FW: New full Unicode for ES6 idea

Yet another proposal to extend full Unicode support to ECMAScript.

> -----Original Message-----
> From: Brendan Eich [mailto:brendan@mozilla.com]
> Sent: Sunday, February 19, 2012 12:34 AM
> To: es-discuss
> Cc: public-script-coord@w3.org; Isaac Schlueter; mranney@voxer.com
> Subject: New full Unicode for ES6 idea
> Once more unto the breach, dear friends!
> ES1 dates from when Unicode fit in 16 bits, and in those days, nickels had
> pictures of bumblebees on 'em ("Gimme five bees for a quarter", you'd say ;-
> ).
> Clearly that was a while ago. These days, we would like full 21-bit Unicode
> character support in JS. Some (mranney at Voxer) contend that it is a
> requirement.
> Full 21-bit Unicode support means all of:
> * indexing by characters, not uint16 storage units;
> * counting length as one greater than the last index; and
> * supporting escapes with (up to) six hexadecimal digits.
> ES4 saw bold proposals including Lars Hansen's, to allow implementations to
> change string indexing and length incompatibly, and let Darwin sort it out. I
> recall that was when we agreed to support "\u{XXXXXX}" as an extension for
> spelling non-BMP characters.
> Allen's strawman from last year,
> http://wiki.ecmascript.org/doku.php?id=strawman:support_full_unicode_in

> _strings,
> proposed a brute-force change to support full Unicode (albeit with too many
> hex digits allowed in "\u{...}"), observing that "There are very few places
> where the ECMAScript specification has actual dependencies upon the size
> of individual characters so the compatibility impact of supporting full Unicode
> is quite small." But two problems remained:
> P1. As Allen wrote, "There is a larger impact on actual implementations", and
> no implementors that I can recall were satisfied that the cost was acceptable.
> It might be, we just didn't know, and there are enough signs of high cost to
> create this concern.
> P2. The change is not backward compatible.

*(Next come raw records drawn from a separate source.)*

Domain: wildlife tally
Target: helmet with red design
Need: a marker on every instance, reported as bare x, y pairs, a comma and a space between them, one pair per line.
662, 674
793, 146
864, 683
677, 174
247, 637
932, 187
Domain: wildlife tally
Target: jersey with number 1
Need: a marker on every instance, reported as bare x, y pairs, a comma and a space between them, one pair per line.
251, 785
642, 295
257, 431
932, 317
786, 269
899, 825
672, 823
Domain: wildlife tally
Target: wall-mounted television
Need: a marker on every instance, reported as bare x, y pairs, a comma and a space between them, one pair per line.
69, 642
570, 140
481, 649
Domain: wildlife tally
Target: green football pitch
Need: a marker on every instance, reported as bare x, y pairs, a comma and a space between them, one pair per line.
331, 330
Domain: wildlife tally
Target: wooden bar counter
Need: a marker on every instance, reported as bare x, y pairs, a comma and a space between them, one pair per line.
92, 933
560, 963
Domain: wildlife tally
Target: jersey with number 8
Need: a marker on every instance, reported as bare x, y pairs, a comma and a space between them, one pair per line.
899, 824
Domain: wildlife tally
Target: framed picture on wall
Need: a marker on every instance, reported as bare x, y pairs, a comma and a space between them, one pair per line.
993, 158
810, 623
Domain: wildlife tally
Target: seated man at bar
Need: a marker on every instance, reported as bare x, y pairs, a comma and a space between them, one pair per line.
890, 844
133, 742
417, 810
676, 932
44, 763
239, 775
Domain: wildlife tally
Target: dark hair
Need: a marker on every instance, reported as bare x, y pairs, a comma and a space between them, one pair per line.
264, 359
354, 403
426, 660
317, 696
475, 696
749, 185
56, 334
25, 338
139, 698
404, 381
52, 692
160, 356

In JS today, one read a string s
> from somewhere and hard-code, e.g., s.indexOf("0xd800" to find part of a
> surrogate pair, then advance to the next-indexed uint16 unit and read the
> other half, then combine to compute some result. Such usage would break.
> Example from Allen:
> var c = "😁" // where the single character between the quotes is the Unicode
> character U+1f638
> c.length == 2;
> c === "\ud83d\ude38"; //the two character UTF-16 encoding of 0x1f683
> c.charCodeAt(0) == 0xd83d;
> c.charCodeAt(1) == 0xd338;
> (Allen points out how browsers, node.js, and other environments blindly
> handle UTF-8 or whatever incoming format recoding to UTF-16 upstream of
> the JS engine, so the above actually works without any spec-language in
> ECMA-262 saying it should.)
> So based on a recent twitter/github exchange, gist recorded at
> https://gist.github.com/1850768, I would like to propose a variation on
> Allen's proposal that resolves both of these problems. Here are resolutions in
> reverse order:
> R2. No incompatible change without opt-in. If you hardcode as in Allen's
> example, don't opt in without changing your index, length, and char/code-at
> assumptions.
> Such opt-in cannot be a pragma since those have lexical scope and affect
> code, not the heap where strings and String.prototype methods live.

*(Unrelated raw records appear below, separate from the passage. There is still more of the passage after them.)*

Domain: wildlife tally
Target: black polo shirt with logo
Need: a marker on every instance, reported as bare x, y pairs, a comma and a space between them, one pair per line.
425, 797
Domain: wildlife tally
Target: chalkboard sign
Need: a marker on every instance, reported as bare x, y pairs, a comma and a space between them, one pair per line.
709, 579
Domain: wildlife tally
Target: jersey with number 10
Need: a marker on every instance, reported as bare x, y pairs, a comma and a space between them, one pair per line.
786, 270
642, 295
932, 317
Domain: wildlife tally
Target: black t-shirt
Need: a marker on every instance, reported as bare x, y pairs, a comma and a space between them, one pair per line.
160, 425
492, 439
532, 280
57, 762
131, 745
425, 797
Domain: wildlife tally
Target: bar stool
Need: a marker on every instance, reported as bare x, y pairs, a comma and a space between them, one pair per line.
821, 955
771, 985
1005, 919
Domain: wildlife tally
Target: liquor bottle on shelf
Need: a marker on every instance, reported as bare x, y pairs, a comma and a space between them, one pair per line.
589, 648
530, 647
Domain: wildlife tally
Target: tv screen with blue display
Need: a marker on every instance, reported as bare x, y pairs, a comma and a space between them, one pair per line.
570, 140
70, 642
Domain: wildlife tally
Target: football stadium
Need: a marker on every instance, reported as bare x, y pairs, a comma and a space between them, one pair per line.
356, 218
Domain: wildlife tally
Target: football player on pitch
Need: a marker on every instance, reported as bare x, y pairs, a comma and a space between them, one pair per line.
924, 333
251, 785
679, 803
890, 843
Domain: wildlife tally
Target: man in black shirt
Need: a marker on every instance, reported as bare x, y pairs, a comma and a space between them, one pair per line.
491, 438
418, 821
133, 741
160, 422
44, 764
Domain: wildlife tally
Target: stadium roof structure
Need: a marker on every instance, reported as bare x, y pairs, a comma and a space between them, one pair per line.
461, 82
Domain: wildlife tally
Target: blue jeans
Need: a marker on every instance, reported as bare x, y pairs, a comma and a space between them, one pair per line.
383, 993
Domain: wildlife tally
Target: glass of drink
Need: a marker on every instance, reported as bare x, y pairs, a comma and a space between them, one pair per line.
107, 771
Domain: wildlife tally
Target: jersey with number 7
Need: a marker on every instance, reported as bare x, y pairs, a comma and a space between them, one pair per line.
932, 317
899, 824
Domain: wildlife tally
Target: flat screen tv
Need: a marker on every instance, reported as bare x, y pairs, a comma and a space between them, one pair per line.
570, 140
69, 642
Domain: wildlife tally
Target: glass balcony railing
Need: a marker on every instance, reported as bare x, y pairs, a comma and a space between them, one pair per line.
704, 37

> We also wish to avoid exposing a "full Unicode" representation type and
> duplicated suite of the String static and prototype methods, as Java did. (We
> may well want UTF-N transcoding helpers; we certainly want ByteArray <->
> UTF-8 transcoding APIs.)
> True, R2 implies there are two string primitive representations at most, or
> more likely "1.x" for some fraction .x. Say, a flag bit in the string header to
> distinguish JS's uint16-based indexing ("UCS-2") from non-O(1)-indexing UTF-
> 16. Lots of non-observable implementation options here.
> Instead of any such *big* new observables, I propose a so-called "Big Red
> [opt-in] Switch" (BRS) on the side of a unit of VM isolation:
> specifically the global object.
> Why the global object? Because for many VMs, each global has its own heap
> or sub-heap ("compartment"), and all references outside that heap are to
> local proxies that copy from, or in the case of immutable data, reference the
> remote heap. Also because inter-compartment traffic is (we
> conjecture) infrequent enough to tolerate the proxy/copy overhead.
> For strings and String objects, such proxies would consult the remote heap's
> BRS setting and transcode indexed access, and .length gets, accordingly. It
> doesn't matter if the BRS is in the global or its String constructor or
> String.prototype, as the latter are unforgeably linked to the global.
> This means a script intent on comparing strings from two globals with
> different BRS settings could indeed tell that one discloses non-BMP
> char/codes, e.g. charCodeAt return values >= 0x10000. This is the
> *small* new observable I claim we can live with, because someone opted
> into it at least in one of the related global objects.
> Note that implementations such as Node.js can pre-set the BRS to "full
> Unicode" at startup. Embeddings that fully isolate each global and its
> reachable objects and strings pay no string-proxy or -copy overhead.
> R1. To keep compatibility with DOM APIs, the DOM glue used to mediate calls
> from JS to (typically) C++ would have to proxy or copy any strings containing
> non-BMP characters. Strings with only BMP characters would work as today.
> Note that we are dealing only in spec observables here. It doesn't matter
> whether the JS engine uses UTF-8 and the DOM UCS-2 (in which case there is
> already a transcoding penalty; IIRC WebKit libxml and libxslt use UTF-8 and so
> must transcode to interface with WebKit's DOM). The only issue at this
> boundary, I believe, is how indexing and .length work.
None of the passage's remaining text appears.